After reading yesterday’s riff about Matt Drudge appearing as a character in Impeachment: American Crime Story, a filmmaker friend wrote the following: “I remember seeing you with Drudge on the Paramount lot at that early Titanic screening. I think you were in the front row? Or maybe I was.”

HE reply: You were in the front row. Drudge and I were sitting with the late Marvin Antonowsky around the middle of the orchestra. The screening happened on or about 11.21.97, and it was raining when I arrived.

Remember when it used to rain in Los Angeles? Two or three times a year, mostly between December and March.

Gregg Brilliant was the Paramount publicist with whom I spoke on the way out. (I think.). I was very emotionally affected by Gloria Stuart’s death-dream finale. As was Drudge. The current was palpable. The physical and technical achievements aside, I knew in my heart of hearts that 93% of Titanic was only good (or pretty good), but that the last 15 or 20 minutes were heartbreaking, and that the finale was levitational.

A day or two later Drudge wrote that he’d just seen Titanic, and had “left the show in total tears.”

Because of the heavy rain and dark clouds during my drive between People headquarters to the Paramount lot, I had naturally turned my lights and windshield wipers. Upon parking I killed the wipers but forgot to turn the lights off. So when I returned to the car three and a half hours later, the battery was drained. Hello, AAA!

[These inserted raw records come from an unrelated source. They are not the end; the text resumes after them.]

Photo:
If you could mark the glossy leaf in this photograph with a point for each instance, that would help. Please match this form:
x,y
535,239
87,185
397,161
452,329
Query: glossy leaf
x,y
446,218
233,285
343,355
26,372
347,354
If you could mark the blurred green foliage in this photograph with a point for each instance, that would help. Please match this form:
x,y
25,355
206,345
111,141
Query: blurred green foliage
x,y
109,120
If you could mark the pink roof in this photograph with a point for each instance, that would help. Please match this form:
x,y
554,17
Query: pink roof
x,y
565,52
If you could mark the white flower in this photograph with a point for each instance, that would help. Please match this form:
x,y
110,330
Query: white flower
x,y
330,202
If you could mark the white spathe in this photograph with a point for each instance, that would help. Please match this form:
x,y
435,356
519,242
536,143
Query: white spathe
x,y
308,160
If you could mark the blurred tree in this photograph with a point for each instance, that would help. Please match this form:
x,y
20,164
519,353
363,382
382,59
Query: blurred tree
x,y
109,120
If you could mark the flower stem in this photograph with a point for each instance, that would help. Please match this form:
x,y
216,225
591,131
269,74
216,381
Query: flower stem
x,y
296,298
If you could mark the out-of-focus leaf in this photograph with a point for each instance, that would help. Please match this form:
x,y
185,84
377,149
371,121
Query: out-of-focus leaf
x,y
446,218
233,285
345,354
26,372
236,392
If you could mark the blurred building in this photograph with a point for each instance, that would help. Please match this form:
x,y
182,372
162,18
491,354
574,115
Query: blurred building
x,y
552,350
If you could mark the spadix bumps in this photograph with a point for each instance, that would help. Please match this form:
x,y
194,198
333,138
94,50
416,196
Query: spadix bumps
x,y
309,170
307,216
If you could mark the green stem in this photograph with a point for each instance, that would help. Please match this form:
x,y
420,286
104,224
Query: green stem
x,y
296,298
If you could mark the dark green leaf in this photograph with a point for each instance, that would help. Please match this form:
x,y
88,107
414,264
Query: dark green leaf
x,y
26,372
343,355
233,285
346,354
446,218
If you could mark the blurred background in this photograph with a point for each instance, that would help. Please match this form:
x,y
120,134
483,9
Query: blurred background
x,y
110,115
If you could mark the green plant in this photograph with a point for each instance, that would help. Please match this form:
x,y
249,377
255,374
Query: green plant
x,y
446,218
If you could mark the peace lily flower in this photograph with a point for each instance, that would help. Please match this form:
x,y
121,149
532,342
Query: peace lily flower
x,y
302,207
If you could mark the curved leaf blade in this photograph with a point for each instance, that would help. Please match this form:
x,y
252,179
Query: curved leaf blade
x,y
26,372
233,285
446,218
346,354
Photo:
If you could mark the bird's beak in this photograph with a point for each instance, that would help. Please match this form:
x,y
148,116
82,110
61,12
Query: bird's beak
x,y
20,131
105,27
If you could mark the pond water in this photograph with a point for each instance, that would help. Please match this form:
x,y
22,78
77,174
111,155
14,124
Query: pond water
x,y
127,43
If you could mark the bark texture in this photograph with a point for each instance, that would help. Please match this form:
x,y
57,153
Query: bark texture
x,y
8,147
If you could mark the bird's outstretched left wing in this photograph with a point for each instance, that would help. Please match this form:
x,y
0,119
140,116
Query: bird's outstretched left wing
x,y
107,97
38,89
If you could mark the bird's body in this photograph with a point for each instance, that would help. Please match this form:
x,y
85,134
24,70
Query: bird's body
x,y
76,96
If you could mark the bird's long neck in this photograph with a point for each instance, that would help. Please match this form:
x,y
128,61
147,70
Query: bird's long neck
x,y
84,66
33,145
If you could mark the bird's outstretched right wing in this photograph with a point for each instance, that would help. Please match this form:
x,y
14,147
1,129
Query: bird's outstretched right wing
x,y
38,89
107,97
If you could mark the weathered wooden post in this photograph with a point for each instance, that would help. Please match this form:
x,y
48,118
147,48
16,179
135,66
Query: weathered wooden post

Nobody will ever feel the Titanic vibe the way a lot of us did back then. It was ruined, in a sense, by the worldwide mob loving it so much. The more popular it became with K-Mart Nation, in fact, the less affection I was able to feel for it. Or express my feelings for with any freedom.

The hip backlash kicked in a month or two later, and for the last 24 years it’s all but impossible to find anyone who will admit to even liking it. Even to this day, the hip intelligentsia despises it almost as much as they do Green Book.

Titanic didn’t make more money than any film in the history of motion pictures because it provided cheap emotional junk-food highs to teenage girls swooning over Leonardo DiCaprio. It was because it touched people (including my cranky, emotionally shut-off father) in a way that, like it or not, was extremely primal and shattering. When a film connects this strongly and deeply, it has done something right.

At the very least Titanic provided a payoff in such a way that the first 90%, some of which was merely sufficient and some of which was admittedly mediocre, served as a mere preamble or build-up. The most affecting films always do something like this. They simmer and marinate and take their time with the various ingredients and themes, and then along comes the last 15 minutes and it all starts paying off like a slot machine.